2. Front of Chiswick House. Homage to Lord Burlington, ‘Apollo of the Arts’.
3. Gate and 6 Dancers. Homage to Inigo Jones.
4. Temple and 7 Dancers.
The choreography draws its movements from the structure, rhythms and
compositions of the architectural sites selected.
This idea can be transposed to other interesting architectural sites, both
historical and modern.
Original music specially composed for this event would accompany the
splendid, and amazing dancers from Ballet Rambert, headed by their
principal dancer and choreographer, Dane Hurst.
Richard Boyle, 3rd Earl of Burlington (1694-1753), known from Horace Walpole's epithet as the ‘Apollo of the arts'. completed his suburban dream at Chiswick in 1729. Four years later he moved his great art collection there from Burlington House, Piccadilly (today the home of the Royal Academy of Arts). The house is now owned and opened to the public by English Heritage. Since 1989 Martin has been artist-in-residence with his own studio and study in the gate-lodge. This compact hideaway was built in 1835 to the designs of the architect Decimus Burton, who is best known today as the architect of Wellington Arch at Hyde Park Corner. Martin's lodge was built for Chiswick's later owner, the 6th Duke of Devonshire. With his studio in the park, Martin is free to roam after closing time, with 40 acres to himself, drawing and reflecting on his creative forbears.
Martin spotted the Duke of Devonshire's gate-lodge when it was close to death.

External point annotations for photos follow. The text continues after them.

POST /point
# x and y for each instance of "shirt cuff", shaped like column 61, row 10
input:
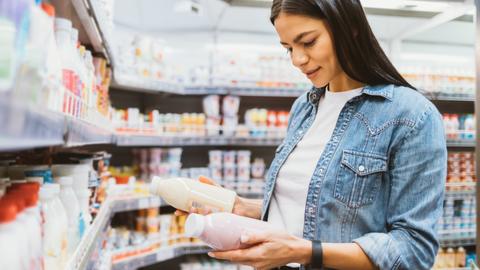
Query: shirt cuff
column 381, row 249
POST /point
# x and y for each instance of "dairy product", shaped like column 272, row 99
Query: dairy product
column 185, row 193
column 222, row 231
column 70, row 202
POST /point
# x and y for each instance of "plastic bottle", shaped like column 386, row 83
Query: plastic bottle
column 222, row 231
column 63, row 37
column 29, row 194
column 61, row 217
column 26, row 233
column 52, row 230
column 79, row 76
column 70, row 202
column 85, row 216
column 460, row 257
column 185, row 193
column 53, row 63
column 10, row 248
column 91, row 85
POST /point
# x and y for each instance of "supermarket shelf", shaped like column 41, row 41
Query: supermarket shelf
column 28, row 127
column 128, row 82
column 100, row 17
column 437, row 96
column 161, row 254
column 138, row 140
column 461, row 143
column 91, row 25
column 460, row 194
column 247, row 91
column 133, row 84
column 82, row 133
column 82, row 258
column 128, row 204
column 456, row 241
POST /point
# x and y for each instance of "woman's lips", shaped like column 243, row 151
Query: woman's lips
column 313, row 73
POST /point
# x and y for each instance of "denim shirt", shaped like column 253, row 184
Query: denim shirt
column 380, row 180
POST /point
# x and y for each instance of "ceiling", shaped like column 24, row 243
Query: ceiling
column 162, row 17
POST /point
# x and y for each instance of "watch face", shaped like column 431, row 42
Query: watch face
column 314, row 97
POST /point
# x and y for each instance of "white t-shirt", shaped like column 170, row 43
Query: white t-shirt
column 287, row 207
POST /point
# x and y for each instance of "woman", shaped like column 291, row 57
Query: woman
column 358, row 182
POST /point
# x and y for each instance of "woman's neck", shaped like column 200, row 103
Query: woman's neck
column 343, row 83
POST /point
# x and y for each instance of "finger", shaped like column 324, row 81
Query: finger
column 180, row 213
column 207, row 180
column 233, row 255
column 250, row 237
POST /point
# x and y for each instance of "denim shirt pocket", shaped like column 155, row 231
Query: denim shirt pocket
column 359, row 178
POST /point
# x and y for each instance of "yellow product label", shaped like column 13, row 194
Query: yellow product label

The sad hulk had been abandoned for 25 years, except by vandals and tramps who had stripped out all the floors, joists and lathes to make fires. The gatekeeper's walled garden and outbuildings were indistinguishable, strewn with rubbish and filled with wind-sown sycamore trees stretching over 30 feet tall. After securing a long lease on the ruin he enlisted the expertise of an architect friend, Theo Crosby of the Pentagram group, who designed a new interior worthy of the grade 2 listed building. Preliminary archaeology revealed an Elizabethan well and trough that must have served thirsty travellers and their steeds on the old west road out of London en route to Bath. It felt like a promising find for a new artist's studio, perhaps, even, a sign.